Extremist groups in Pakistan have been attacking not only places of worship but entire communities, Mission Network News stated.
“They [extremists] will attack churches. They will go after families. And so there’s tremendous adversity that the Christian church deals with inside of Pakistan,” stated Greg Kelley of Unknown Nations which works with indigenous missionaries all over the world.
One of the most alarming patterns in Pakistan involve kidnapping, forced conversion and forced marriage of Christian girls, some as young as 12-year-old. Families in Pakistan often get little more than official notice that their daughter is now a Muslim wife, with courts offering little help.
Mob violence also takes place in Pakistan, particularly when Christians are accused or when conversions gain attention of influential figures. Kelley stated that international community’s pressure, especially from the US, can change the situation in Pakistan, the Mission Network News report stated.
In March, the USCIRF urged the US government to redesignate Pakistan as a “Country of Particular Concern” (CPC) for engaging in systematic, ongoing, and egregious violations of religious freedom, as defined by the International Religious Freedom Act (IRFA).
In its annual report, the USCIRF – a US government advisory body separate from the State Department, that monitors and reports on religious freedom abroad and makes policy recommendations to the US President, the Secretary of State, and Congress – highlighted that religious freedom conditions in Pakistan continued along a troubling trajectory in 2025.

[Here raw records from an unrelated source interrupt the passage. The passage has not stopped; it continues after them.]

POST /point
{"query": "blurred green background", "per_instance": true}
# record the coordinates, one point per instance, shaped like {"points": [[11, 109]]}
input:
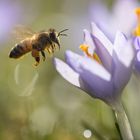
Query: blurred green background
{"points": [[36, 103]]}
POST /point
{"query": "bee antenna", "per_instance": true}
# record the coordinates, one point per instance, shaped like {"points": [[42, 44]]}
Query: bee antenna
{"points": [[61, 32]]}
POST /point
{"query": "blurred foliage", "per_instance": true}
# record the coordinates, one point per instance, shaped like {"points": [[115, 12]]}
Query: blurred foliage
{"points": [[36, 103]]}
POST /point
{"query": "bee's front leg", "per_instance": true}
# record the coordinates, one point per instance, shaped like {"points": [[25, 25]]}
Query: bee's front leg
{"points": [[43, 54], [35, 54]]}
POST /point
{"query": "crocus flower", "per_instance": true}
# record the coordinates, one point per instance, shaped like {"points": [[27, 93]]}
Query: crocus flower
{"points": [[102, 72], [105, 68]]}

“The government continued to enforce its strict blasphemy law, impacting people of all faiths, including religious minorities. Increasing vigilante attacks and mob violence targeting religious minorities, specifically Ahmadiyya Muslims and Christians, contributed to an intensified climate of fear and intolerance,” the report detailed.
It mentioned that the Pakistani authorities continued to wield the blasphemy law and its death penalty provision to punish those deemed to have insulted Islam.
Last year, four individuals were sentenced to death for allegedly posting blasphemous content on social media. In January 2025, a mentally ill Christian man, Farhan Masih, was imprisoned on blasphemy and terrorism charges. Despite being acquitted, Masih could not return to his village out of fear for his safety.
Later, a sessions court sentenced another man to death after a member of Tehreek-e-Labbaik Pakistan (TLP) accused him of ‘insulting religious sentiment’. The following month, the Lahore High Court removed from its case list Junaid Hafeez’s appeal hearing related to charges of blasphemy. Authorities have held Hafeez in solitary confinement since 2014, and a sessions court sentenced him to death in 2019. His trial has been pending since 2020, the report added.